Marshmallow, a digital motor insurance start-up, has become Britain's latest unicorn and is now planning expansion around Europe.
The company has raised $85 million (£62 million) in their Series B funding round from big-name tech investors including Monzo backer Passion Capital, Investec Bank and reinsurer Scor, giving the fintech a valuation of over $1.25 billion (£870 million). The company has raised a total of $120 million since it was founded.
Changing the insurance industry
Established in 2017 by identical twins Oliver and Alexander Kent-Braham along with David Goaté, the platform’s founding purpose was to modernise the insurance industry with the aim of using data to provide more affordable insurance to customers who fall outside the typical “good risk” profile.
Marshmallow’s unique approach, comprising fair pricing, quick and efficient customer service and no charge for changes made to a policy, has driven growth of over 100% during the last six months with the company having sold well over 100,000 policies.

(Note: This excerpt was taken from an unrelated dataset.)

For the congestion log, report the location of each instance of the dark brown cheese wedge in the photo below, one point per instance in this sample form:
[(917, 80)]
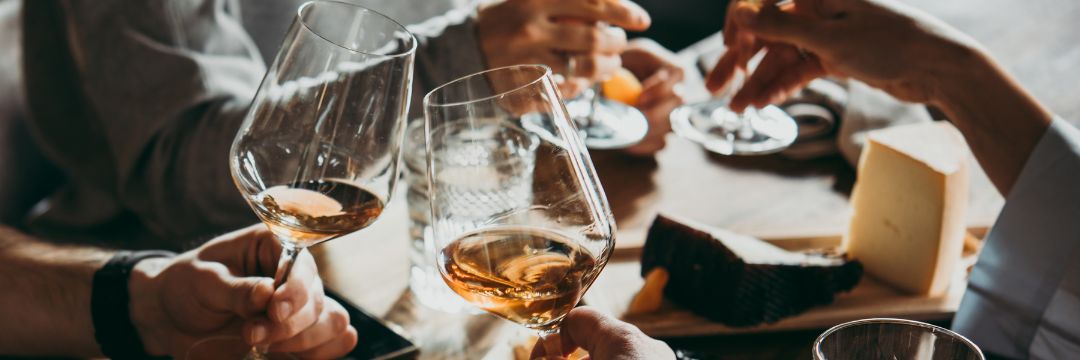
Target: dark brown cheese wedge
[(739, 280)]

The business’ headcount has also increased by more than by 200% in the past year, and with fresh funding, it expects to hire 400 people over the next 24 months.
Commenting on the raise, Oliver Kent-Braham, Co-founder and CEO of Marshmallow, said: “Customers are voting with their feet – and they clearly want a modern insurance offering. We’ve only just scratched the surface of disrupting a market worth $5 trillion globally, and there’s so much more we’re planning to do in the coming years. We look forward to building more products that help people in their time of need.”
Eileen Burbidge, Partner at Passion Capital, said: "The traction the team has achieved demonstrates the demand for a new kind of insurance provider, one that focuses more on consumer experience and uses the latest technology and data to give fair prices."